By nurturing a confidential, safe space for self- and other-exploration, we will endeavor to extend our abilities to speak across differences. In taking on — and uncovering — differences and misunderstandings with integrity, openness and grace, it is our hope that everyone will benefit and our abilities to help others will grow.
Using scripts of actual, complex case situations, this five-session seminar will bring to life working-across-difference issues. We will identify core concepts for engaging diverse populations and enhancing diversity-informed practice.
- Focus on deep listening skills.
- Become familiar with at least three core concepts related to diversity-informed practice.
- Gain greater familiarity with the concept of historical trauma and understand how historical trauma may affect engagement with service providers.
- Understand how a diversity awareness model guides practice.
- Gain in awareness of self and other.
- Become familiar with some new and fine materials in these domains.
About the Instructors:
Tonia M. Spence, LCSW, MS Ed, is Director of Clinical Services at the Child Development Center (CDC) of JBFCS. She returned to CDC after being on faculty at the Yale Child Study Center (YCSC) where she served as a clinician in its Outpatient Psychiatric Clinic (OPC) and did a year in their Post Graduate Fellowship. She holds a Masters in Special Education from Bank Street College of Education and a Masters in Social Work from CUSSW. She has been a middle school teacher in NYC public schools, a Special Education Itinerant Teacher for the CDC and YAI. She has also trained and worked at CDC as a clinician for 4 years working with children ages 3-12 and their families. Prior to accepting her current position, Ms. Spence spent a year in the Post Graduate Fellowship Program at YCSC-OPC.
Tonia serves on the board of the NY Zero-to-Three Network and is active in JBFCS’s Confronting Organizational Racism Initiative and various caucuses that address anti-racist issues. Her organization has been establishing Racial Competencies as part of its staff training.

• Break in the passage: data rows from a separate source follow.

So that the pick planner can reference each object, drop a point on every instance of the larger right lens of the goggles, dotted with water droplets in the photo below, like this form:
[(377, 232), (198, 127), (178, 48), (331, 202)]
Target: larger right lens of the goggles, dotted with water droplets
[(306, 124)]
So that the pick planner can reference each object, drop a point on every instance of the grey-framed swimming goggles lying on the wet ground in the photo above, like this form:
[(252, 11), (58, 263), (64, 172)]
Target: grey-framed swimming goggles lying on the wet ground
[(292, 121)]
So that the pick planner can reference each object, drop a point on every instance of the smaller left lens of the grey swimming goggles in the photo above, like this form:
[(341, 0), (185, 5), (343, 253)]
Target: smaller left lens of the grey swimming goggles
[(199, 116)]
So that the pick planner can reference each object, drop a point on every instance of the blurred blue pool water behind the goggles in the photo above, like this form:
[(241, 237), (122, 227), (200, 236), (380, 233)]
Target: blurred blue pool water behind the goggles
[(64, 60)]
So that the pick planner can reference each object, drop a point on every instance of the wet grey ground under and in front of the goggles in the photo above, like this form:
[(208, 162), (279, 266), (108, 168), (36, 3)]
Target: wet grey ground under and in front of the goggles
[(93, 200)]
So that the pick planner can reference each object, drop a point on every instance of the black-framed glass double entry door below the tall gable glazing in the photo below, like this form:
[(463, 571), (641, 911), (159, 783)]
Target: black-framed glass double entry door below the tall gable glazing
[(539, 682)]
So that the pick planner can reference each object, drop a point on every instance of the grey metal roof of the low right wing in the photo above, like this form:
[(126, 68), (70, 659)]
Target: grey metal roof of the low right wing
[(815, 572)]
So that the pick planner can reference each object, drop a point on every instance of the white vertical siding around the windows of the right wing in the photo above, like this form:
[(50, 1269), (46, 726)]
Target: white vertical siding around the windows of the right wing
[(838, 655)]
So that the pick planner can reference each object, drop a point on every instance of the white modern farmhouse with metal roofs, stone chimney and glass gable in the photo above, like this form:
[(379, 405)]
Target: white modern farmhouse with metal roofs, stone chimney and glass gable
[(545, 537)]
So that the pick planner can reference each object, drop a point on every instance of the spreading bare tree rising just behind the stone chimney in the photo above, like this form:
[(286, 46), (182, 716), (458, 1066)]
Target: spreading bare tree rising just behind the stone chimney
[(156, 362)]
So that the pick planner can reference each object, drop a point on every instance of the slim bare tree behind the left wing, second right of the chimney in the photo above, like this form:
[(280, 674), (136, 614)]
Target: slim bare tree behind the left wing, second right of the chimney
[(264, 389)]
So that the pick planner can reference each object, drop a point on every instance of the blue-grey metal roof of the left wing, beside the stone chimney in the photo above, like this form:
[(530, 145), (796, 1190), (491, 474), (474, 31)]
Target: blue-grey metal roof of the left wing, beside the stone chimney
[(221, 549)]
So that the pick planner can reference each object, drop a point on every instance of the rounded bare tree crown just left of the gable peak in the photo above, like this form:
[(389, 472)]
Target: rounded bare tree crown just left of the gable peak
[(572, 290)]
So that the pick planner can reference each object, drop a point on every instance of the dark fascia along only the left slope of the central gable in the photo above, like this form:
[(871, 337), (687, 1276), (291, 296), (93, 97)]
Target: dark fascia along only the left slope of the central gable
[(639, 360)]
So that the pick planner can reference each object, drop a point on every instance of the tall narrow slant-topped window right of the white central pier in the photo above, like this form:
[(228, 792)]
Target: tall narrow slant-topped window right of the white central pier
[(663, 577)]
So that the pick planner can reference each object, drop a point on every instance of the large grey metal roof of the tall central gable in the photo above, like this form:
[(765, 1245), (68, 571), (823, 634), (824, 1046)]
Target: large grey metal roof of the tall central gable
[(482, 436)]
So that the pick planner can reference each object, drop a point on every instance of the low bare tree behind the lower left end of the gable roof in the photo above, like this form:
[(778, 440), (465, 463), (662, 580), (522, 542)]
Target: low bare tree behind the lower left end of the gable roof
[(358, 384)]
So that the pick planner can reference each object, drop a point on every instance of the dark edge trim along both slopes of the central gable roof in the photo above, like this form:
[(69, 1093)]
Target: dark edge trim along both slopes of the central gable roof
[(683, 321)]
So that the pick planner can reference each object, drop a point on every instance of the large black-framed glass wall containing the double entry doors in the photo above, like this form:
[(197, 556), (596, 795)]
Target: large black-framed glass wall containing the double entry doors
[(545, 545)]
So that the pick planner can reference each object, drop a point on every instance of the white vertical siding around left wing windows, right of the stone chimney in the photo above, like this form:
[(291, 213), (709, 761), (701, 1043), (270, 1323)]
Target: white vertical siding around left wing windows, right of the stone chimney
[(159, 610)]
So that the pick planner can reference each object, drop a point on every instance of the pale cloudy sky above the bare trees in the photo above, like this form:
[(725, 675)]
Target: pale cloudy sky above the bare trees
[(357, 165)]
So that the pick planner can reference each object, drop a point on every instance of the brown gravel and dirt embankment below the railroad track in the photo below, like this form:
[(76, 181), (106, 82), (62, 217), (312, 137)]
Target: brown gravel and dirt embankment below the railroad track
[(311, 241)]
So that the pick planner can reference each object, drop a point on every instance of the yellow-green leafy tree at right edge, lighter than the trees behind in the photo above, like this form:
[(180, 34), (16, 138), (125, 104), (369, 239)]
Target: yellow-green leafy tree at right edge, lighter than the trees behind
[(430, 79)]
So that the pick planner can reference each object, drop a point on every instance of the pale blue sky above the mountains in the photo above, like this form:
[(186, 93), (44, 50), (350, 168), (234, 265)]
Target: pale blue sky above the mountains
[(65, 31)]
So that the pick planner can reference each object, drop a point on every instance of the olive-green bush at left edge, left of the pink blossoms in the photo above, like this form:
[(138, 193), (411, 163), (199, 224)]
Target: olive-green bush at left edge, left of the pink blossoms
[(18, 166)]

Dr. Shahmoon Shanok is founding director of the Institute for Infants, Children & Families, JBFCS, which reaches young, underserved children and their families with transdisciplinary, model services, post-degree training for providers of all disciplines and state-of-the-science consultation to government, systems and agencies. Rebecca is founder, past co-president, and active member of the NY Zero-to-Three Network. With degrees and experience in clinical psychology, social work and early childhood education, she has extensive experience in psychoanalysis and infant mental health and is a pioneer in integrating mental health consultation and services into childcare and Head Start programs. Rebecca lectures and consults throughout North America and abroad and has been widely published.
*All participants are required to pay a one-time $20 registration fee each semester.